Looking ahead to the next 5 to 10 years, what can people with breast cancer expect in terms of new treatments?
One advance is in patients who receive estrogen-driven therapy for long durations. We know that some patients receive therapy for 10 years, but there are technologies that might help us assess who among those patients really needs extended therapy. One way to do this is by analyzing circulating tumor DNA and identifying markers in the blood that can then predict whether the cancer is likely to recur. This is an evolving field. There are some applications of this science already in the clinic, for example, in colon cancer, and I think this will also be applicable to breast cancer to further refine how long we treat patients and when to change therapy.
Newer antibody–drug conjugates that are less toxic and use smaller doses of chemotherapy bound to a targeted drug are also on the horizon and may replace traditional chemotherapy.
A fascinating area is personalized vaccines. Breast cancer is also one of the tumor types where using the patient’s own immune system in many ways, including chimeric antigen receptor (CAR) T cells, is an area of promise. This is particularly relevant in patients with cancers like triple-negative breast cancer, where there are fewer effective treatments.
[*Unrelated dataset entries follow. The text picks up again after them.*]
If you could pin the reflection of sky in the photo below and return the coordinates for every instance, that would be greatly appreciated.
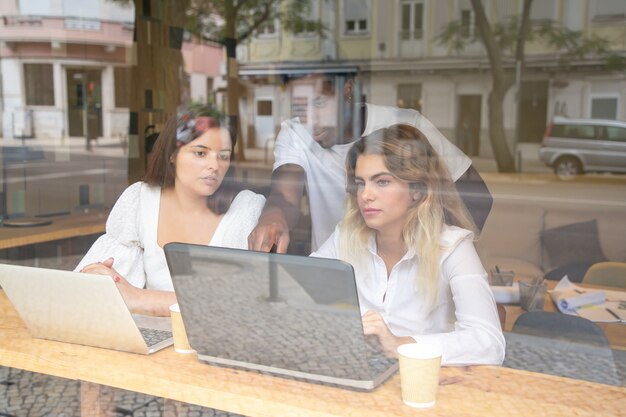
(314, 327)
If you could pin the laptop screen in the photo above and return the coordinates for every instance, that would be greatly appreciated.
(283, 314)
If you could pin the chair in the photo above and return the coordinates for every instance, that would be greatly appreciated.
(610, 274)
(562, 345)
(560, 326)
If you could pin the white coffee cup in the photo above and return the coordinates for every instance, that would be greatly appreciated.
(419, 373)
(181, 344)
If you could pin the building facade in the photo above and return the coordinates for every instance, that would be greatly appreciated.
(393, 48)
(65, 68)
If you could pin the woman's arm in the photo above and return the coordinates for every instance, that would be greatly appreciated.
(373, 324)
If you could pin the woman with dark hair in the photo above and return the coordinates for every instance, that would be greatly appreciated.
(410, 240)
(188, 195)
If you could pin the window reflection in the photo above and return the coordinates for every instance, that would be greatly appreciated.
(87, 85)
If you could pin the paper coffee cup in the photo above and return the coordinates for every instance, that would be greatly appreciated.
(419, 373)
(181, 344)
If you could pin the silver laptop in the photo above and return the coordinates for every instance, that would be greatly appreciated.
(80, 308)
(287, 315)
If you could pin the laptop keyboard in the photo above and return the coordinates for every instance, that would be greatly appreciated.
(154, 336)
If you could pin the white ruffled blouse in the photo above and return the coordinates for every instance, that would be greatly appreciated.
(131, 235)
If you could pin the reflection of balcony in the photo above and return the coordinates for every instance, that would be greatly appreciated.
(66, 29)
(412, 43)
(411, 34)
(22, 21)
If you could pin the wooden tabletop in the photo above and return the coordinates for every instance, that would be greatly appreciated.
(615, 332)
(467, 391)
(62, 227)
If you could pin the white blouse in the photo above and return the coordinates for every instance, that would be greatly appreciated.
(465, 320)
(131, 235)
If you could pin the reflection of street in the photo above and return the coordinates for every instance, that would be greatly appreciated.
(47, 178)
(599, 191)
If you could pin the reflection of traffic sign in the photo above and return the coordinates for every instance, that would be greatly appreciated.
(22, 123)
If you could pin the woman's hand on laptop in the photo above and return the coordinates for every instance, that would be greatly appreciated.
(374, 324)
(130, 293)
When a person sees you for breast cancer care, what can they expect?
The one thing that has remained constant, regardless of all the advancements in treatment, is that we are still personalizing cancer care. It’s not just that the treatments are personalized, but when someone comes to Perlmutter Cancer Center, they will be cared for by a very personal team, one that they can contact at any time. Our physicians, nurse practitioners, nurses, and medical assistants know the patient, and they become part of a family. This very one-on-one approach is what patients can expect when they see us. Like any other major cancer center, we have the ability to offer technology and cutting-edge trials, but it’s all done in a very personalized fashion.
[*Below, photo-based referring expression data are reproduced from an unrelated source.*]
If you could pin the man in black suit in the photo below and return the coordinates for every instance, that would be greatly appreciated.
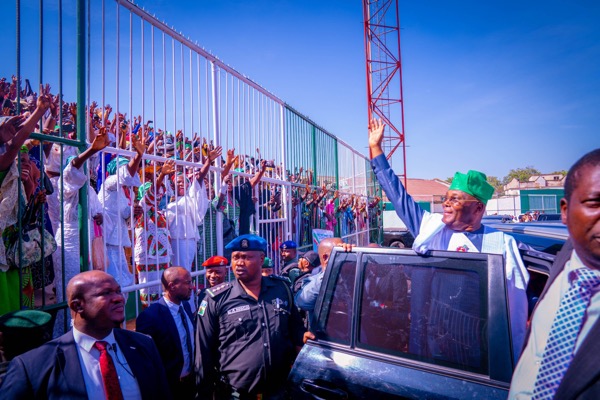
(170, 323)
(560, 358)
(95, 360)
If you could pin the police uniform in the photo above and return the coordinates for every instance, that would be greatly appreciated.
(246, 346)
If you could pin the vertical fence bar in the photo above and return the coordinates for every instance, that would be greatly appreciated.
(81, 129)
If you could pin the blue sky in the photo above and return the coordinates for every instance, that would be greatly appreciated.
(487, 85)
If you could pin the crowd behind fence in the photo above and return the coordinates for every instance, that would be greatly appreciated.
(151, 152)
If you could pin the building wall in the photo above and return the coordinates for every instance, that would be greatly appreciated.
(530, 204)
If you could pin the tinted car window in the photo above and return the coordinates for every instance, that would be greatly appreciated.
(335, 320)
(431, 312)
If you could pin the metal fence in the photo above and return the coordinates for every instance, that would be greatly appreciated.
(160, 96)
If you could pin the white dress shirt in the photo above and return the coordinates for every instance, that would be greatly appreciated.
(529, 364)
(187, 358)
(89, 358)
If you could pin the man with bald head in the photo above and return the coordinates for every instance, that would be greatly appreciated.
(459, 228)
(170, 323)
(95, 360)
(306, 298)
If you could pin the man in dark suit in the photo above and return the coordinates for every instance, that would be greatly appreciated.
(560, 358)
(170, 323)
(95, 360)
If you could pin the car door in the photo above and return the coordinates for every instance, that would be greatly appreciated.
(394, 324)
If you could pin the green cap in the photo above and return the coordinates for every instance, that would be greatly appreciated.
(474, 183)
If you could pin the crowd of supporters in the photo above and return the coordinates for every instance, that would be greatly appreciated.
(152, 201)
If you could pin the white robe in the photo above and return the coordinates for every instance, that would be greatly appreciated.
(117, 209)
(434, 235)
(67, 233)
(184, 216)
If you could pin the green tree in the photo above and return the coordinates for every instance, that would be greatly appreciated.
(563, 172)
(522, 174)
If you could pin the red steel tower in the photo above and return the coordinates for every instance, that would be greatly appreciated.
(384, 72)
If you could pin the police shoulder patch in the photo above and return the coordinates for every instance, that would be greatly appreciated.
(217, 290)
(279, 278)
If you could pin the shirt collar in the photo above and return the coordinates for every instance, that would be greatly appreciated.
(86, 342)
(174, 308)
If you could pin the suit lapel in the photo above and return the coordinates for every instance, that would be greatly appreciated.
(134, 355)
(584, 367)
(167, 317)
(69, 366)
(188, 310)
(558, 265)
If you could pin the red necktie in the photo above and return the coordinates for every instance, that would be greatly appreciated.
(109, 373)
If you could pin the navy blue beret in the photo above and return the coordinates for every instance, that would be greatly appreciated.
(287, 245)
(247, 243)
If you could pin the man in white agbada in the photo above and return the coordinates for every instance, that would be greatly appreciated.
(117, 199)
(67, 233)
(459, 228)
(186, 213)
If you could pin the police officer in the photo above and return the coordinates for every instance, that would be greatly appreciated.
(267, 268)
(248, 330)
(288, 251)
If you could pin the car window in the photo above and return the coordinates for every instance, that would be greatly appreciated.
(335, 321)
(425, 309)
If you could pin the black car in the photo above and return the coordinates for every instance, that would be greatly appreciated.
(378, 337)
(547, 237)
(397, 237)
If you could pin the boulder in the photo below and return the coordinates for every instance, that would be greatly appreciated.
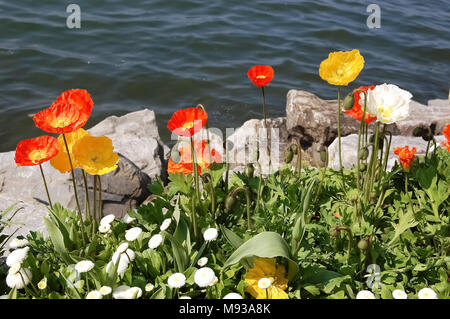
(349, 149)
(314, 120)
The story that I shared about the patient who brings her daughter to clinic visits illustrates this. Patients become part of the family here. When she and her daughter come in, you can see that the entire team that treated her is happy to see her. We take that extra step of integrating the entire team in the patient’s care. We are responsive and available to patients, and we take great pride in making sure that the patients’ queries are answered in a timely fashion. While people can receive the same treatment anywhere, it’s this team approach with personal involvement that sets us apart.